You are viewing a plain text version of this content. The canonical link for it is here.
Posted to modperl@perl.apache.org by "Jonathan M. Hollin" <ne...@digital-word.com> on 2002/08/23 17:54:10 UTC

[OT] HTML to XHTML conversion

[OFF TOPIC]

I am trying to find a module that can convert HTML to XHTML, but have 
drawn a blank on CPAN and GOOGLE.  Is there anything out there to do 
this other than HTML TIDY?

I am developing a mod_perl CMS application at the moment.  All its 
output is compliant with XHTML Transitional.  But its users can create 
content that isn't (and are likely to) and I'd like to parse this and 
convert it XHTML before it goes into the RDBMS if possible.

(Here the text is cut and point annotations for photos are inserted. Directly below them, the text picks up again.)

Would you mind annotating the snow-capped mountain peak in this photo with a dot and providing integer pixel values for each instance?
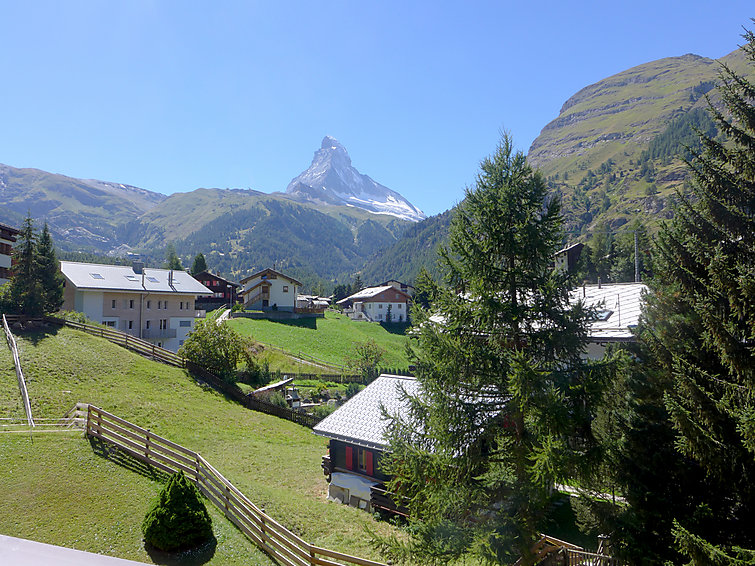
(332, 179)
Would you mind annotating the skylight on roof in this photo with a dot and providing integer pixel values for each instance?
(603, 314)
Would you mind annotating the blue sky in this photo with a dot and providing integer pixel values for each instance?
(172, 96)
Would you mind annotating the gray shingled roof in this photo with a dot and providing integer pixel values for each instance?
(622, 306)
(123, 278)
(360, 420)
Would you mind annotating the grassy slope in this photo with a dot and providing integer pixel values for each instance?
(275, 462)
(331, 339)
(11, 406)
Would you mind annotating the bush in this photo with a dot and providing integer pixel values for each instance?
(178, 519)
(322, 411)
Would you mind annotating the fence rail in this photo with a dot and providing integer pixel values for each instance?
(168, 357)
(276, 540)
(19, 373)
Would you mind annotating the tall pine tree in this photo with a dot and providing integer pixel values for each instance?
(504, 390)
(702, 322)
(26, 291)
(48, 272)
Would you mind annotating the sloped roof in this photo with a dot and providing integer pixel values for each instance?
(360, 420)
(370, 292)
(269, 270)
(619, 303)
(123, 278)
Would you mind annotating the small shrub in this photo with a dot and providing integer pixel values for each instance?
(322, 411)
(178, 519)
(278, 399)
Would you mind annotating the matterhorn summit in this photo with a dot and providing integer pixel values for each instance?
(331, 179)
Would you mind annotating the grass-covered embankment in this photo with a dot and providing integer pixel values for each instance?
(274, 462)
(331, 339)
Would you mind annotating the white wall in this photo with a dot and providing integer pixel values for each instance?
(378, 311)
(90, 303)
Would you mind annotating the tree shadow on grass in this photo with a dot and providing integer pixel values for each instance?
(34, 333)
(126, 460)
(395, 327)
(192, 557)
(310, 323)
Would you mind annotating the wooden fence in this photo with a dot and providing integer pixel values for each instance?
(19, 373)
(276, 540)
(166, 356)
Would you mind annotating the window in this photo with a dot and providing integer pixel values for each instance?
(365, 461)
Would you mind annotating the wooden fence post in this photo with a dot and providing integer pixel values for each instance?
(146, 446)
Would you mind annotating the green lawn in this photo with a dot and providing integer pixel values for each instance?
(331, 339)
(11, 406)
(274, 462)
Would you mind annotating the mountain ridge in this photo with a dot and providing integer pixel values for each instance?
(332, 179)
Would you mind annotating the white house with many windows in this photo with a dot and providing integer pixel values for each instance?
(7, 239)
(152, 304)
(384, 303)
(270, 290)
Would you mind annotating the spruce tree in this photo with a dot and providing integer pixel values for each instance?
(504, 390)
(702, 327)
(49, 275)
(199, 264)
(26, 291)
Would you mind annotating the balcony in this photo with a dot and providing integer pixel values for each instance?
(157, 334)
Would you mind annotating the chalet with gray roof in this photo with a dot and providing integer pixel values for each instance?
(157, 305)
(357, 441)
(7, 239)
(384, 303)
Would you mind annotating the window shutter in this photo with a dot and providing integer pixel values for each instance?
(368, 462)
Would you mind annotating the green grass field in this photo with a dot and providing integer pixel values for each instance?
(331, 339)
(59, 489)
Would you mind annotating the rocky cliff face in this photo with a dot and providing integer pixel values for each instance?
(331, 179)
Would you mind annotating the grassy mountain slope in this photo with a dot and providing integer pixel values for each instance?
(274, 462)
(331, 339)
(615, 151)
(241, 232)
(417, 248)
(81, 213)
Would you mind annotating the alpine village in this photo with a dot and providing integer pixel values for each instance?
(558, 370)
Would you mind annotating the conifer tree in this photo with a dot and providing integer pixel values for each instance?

If nothing exists along these lines - would anyone like to collaborate 
on the development of a module for this purpose?  HTML::XHTML anyone?


-- 
Jonathan M. Hollin

Co-ordinator:  WYPUG (http://wypug.pm.org/)

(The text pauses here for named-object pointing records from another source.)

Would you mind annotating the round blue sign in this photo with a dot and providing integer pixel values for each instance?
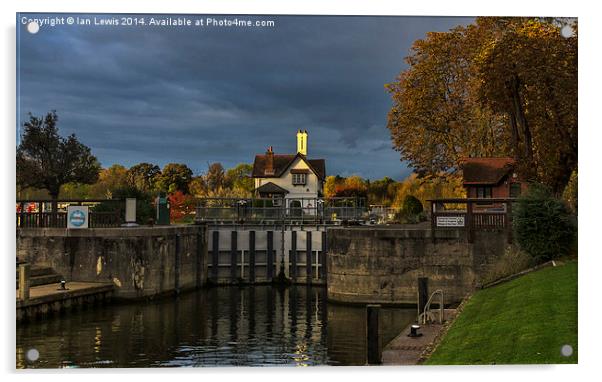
(77, 218)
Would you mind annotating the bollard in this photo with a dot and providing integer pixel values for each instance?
(215, 256)
(423, 294)
(233, 254)
(373, 348)
(24, 270)
(252, 256)
(270, 256)
(177, 264)
(293, 261)
(308, 254)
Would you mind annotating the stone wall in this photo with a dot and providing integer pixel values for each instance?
(141, 261)
(382, 265)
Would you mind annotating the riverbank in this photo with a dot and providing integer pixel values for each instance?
(524, 321)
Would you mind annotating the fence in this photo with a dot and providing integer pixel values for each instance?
(472, 215)
(288, 211)
(36, 214)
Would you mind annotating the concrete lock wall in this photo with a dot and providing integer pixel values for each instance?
(383, 265)
(253, 254)
(140, 262)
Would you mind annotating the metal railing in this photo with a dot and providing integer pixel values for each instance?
(293, 211)
(38, 214)
(472, 214)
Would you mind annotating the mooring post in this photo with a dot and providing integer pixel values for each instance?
(233, 254)
(323, 256)
(270, 256)
(215, 256)
(308, 253)
(200, 238)
(252, 256)
(373, 347)
(24, 270)
(423, 294)
(177, 263)
(294, 255)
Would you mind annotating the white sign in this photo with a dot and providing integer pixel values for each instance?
(450, 221)
(77, 217)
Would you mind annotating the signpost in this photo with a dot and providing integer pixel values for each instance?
(77, 217)
(450, 221)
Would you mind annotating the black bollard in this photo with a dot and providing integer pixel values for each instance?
(215, 256)
(252, 256)
(373, 348)
(177, 262)
(270, 256)
(233, 255)
(423, 294)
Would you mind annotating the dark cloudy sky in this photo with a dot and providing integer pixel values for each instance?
(217, 94)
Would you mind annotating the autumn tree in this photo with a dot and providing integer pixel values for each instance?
(239, 179)
(109, 180)
(529, 74)
(198, 186)
(45, 160)
(436, 118)
(174, 177)
(143, 176)
(500, 86)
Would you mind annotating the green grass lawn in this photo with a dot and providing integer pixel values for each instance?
(526, 320)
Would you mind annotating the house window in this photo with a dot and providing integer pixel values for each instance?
(515, 190)
(484, 192)
(299, 179)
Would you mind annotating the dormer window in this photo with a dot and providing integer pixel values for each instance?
(299, 179)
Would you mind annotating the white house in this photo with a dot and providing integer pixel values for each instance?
(290, 177)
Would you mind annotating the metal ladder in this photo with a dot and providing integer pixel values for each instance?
(428, 314)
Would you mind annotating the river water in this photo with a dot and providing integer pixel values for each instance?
(220, 326)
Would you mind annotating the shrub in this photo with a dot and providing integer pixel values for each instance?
(144, 204)
(412, 206)
(542, 224)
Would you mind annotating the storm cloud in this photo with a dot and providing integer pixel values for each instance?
(201, 95)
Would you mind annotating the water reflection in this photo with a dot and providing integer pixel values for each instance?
(226, 326)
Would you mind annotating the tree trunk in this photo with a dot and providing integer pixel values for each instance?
(521, 122)
(514, 136)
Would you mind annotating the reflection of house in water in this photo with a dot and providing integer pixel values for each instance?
(292, 178)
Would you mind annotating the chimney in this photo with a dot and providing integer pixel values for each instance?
(269, 164)
(302, 142)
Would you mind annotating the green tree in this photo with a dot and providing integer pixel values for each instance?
(47, 160)
(109, 180)
(542, 224)
(143, 176)
(175, 177)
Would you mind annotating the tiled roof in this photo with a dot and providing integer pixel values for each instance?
(271, 188)
(282, 162)
(490, 171)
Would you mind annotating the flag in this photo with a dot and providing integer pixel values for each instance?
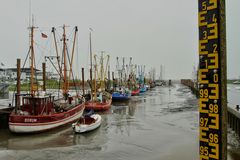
(44, 35)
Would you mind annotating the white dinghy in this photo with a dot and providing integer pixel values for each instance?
(87, 123)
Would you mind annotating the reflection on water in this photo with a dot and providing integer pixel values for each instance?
(145, 127)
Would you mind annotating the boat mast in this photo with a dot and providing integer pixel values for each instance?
(90, 50)
(56, 48)
(73, 48)
(32, 58)
(65, 83)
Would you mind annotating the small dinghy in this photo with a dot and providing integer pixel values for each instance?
(87, 123)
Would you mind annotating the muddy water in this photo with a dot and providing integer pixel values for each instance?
(161, 124)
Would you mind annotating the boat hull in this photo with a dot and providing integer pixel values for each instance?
(81, 128)
(143, 89)
(40, 123)
(120, 97)
(135, 92)
(98, 106)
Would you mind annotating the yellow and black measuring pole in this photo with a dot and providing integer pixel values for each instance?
(212, 80)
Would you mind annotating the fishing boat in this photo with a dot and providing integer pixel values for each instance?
(38, 111)
(135, 92)
(121, 96)
(87, 123)
(143, 89)
(121, 91)
(101, 103)
(100, 100)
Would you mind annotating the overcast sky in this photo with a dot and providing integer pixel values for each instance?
(153, 32)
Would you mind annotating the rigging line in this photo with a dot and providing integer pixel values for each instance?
(41, 55)
(25, 61)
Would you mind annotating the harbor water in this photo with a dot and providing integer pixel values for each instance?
(161, 124)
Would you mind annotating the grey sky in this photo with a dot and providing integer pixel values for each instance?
(153, 32)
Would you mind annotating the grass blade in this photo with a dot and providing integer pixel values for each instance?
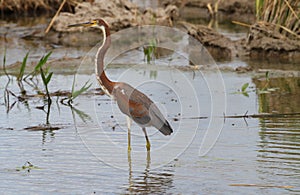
(22, 69)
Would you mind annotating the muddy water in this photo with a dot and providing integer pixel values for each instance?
(88, 154)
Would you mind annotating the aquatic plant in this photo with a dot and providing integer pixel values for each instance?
(21, 74)
(149, 51)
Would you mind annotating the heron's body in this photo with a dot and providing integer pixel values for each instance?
(131, 102)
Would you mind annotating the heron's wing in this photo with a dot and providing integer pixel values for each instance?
(145, 111)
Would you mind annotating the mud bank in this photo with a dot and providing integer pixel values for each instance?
(261, 41)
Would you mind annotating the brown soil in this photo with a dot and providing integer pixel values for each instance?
(261, 42)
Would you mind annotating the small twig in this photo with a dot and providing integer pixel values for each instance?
(241, 23)
(55, 16)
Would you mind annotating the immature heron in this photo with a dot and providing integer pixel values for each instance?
(131, 102)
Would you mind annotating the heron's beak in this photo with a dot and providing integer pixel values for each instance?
(85, 24)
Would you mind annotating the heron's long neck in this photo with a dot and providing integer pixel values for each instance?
(106, 84)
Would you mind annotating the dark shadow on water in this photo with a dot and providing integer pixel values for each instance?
(149, 181)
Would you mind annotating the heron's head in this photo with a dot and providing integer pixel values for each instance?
(97, 23)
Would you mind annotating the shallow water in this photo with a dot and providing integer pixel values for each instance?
(88, 154)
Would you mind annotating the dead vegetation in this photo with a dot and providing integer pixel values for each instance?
(33, 7)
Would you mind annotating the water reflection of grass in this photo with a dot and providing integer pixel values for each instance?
(30, 82)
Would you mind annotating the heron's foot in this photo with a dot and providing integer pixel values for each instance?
(148, 145)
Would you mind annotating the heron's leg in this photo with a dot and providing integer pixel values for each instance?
(128, 127)
(147, 140)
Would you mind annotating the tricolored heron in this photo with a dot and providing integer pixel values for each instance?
(136, 105)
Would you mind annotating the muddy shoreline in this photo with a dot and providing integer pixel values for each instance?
(260, 43)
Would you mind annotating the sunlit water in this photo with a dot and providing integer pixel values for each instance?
(88, 154)
(78, 158)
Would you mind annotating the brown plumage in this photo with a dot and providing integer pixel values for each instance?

Re: [CGI] [OT] HTML to XHTML conversion

Posted by Roy Schroeder <ra...@imap4.com>.
Complete automatic conversion is not possible since someone could enter
HTML code that omits or contains certain attributes are either required
or not allowed in XHTML Transitional and the conversion program would
1. not know what value to add for required but omitted attributes, or
2. removing the "not allowed" attributes will seriously change the
rendering of the page.

Of course the simple mechanical rules -
1. all tag names in lower case
2. all tags closed
3. all attribute values quoted
4. proper tag nesting
etc.
could be automated and may be sufficient for your purposes.

Regards
Roy


----- Original Message -----
From: "Jonathan M. Hollin" <ne...@digital-word.com>
To: <mo...@perl.apache.org>
Cc: "CGI List" <cg...@jann.com>
Sent: Friday, August 23, 2002 8:54 AM
Subject: [CGI] [OT] HTML to XHTML conversion


> [NOTICE: see the message footer for important information]
> [OFF TOPIC]
>
> I am trying to find a module that can convert HTML to XHTML, but have
> drawn a blank on CPAN and GOOGLE.  Is there anything out there to do
> this other than HTML TIDY?
>
> I am developing a mod_perl CMS application at the moment.  All its
> output is compliant with XHTML Transitional.  But its users can create
> content that isn't (and are likely to) and I'd like to parse this and
> convert it XHTML before it goes into the RDBMS if possible.
>
> If nothing exists along these lines - would anyone like to collaborate
> on the development of a module for this purpose?  HTML::XHTML anyone?
>
>
> --
> Jonathan M. Hollin
>
> Co-ordinator:  WYPUG (http://wypug.pm.org/)
>
> --
> To unusbcribe, send an email contining the words: 'unsubscribe
cgi-list' to the following email address: majordomo@jann.com
>
> Archives of the following mailing lists are available at:
http://www.perl.jann.com/
> the CGI Mailing List
> the mod_perl mailing list
> the embperl mailing list
> Searching, browsing and posting are available at
http://www.perl.jann.com/
>


Re: [OT] HTML to XHTML conversion

Posted by Ilya Martynov <il...@martynov.org>.
>>>>> On Fri, 23 Aug 2002 16:54:10 +0100, "Jonathan M. Hollin" <ne...@digital-word.com> said:

JMH> [OFF TOPIC]
JMH> I am trying to find a module that can convert HTML to XHTML, but have
JMH> drawn a blank on CPAN and GOOGLE.  Is there anything out there to do
JMH> this other than HTML TIDY?

You can try to use XML::LibXML to parse HTML and re-output
it using XML::SAX::Writer.

Something like:

use XML::LibXML;
use XML::SAX::Writer;
use XML::LibXML::SAX::Parser;

my $html = '<html><head></head><body></body></html>';

my $writer = XML::SAX::Writer->new(Output => \*STDOUT);
my $generator = XML::LibXML::SAX::Parser->new(Handler => $writer);
my $dom = XML::LibXML->new->parse_html_string($html);
$generator->generate($dom);


-- 
Ilya Martynov (http://martynov.org/)

Re: [OT] HTML to XHTML conversion

Posted by Ilya Martynov <il...@martynov.org>.
>>>>> On Wed, 28 Aug 2002 10:07:07 +0100, Jean-Michel Hiver <jh...@mkdoc.com> said:

JM> <body><body></body></body> is not valid XHTML for example.
JM> <input type="text" name="foo"></input> is not valid XHTML either.
JM> You have to be careful about block-level and inline elements.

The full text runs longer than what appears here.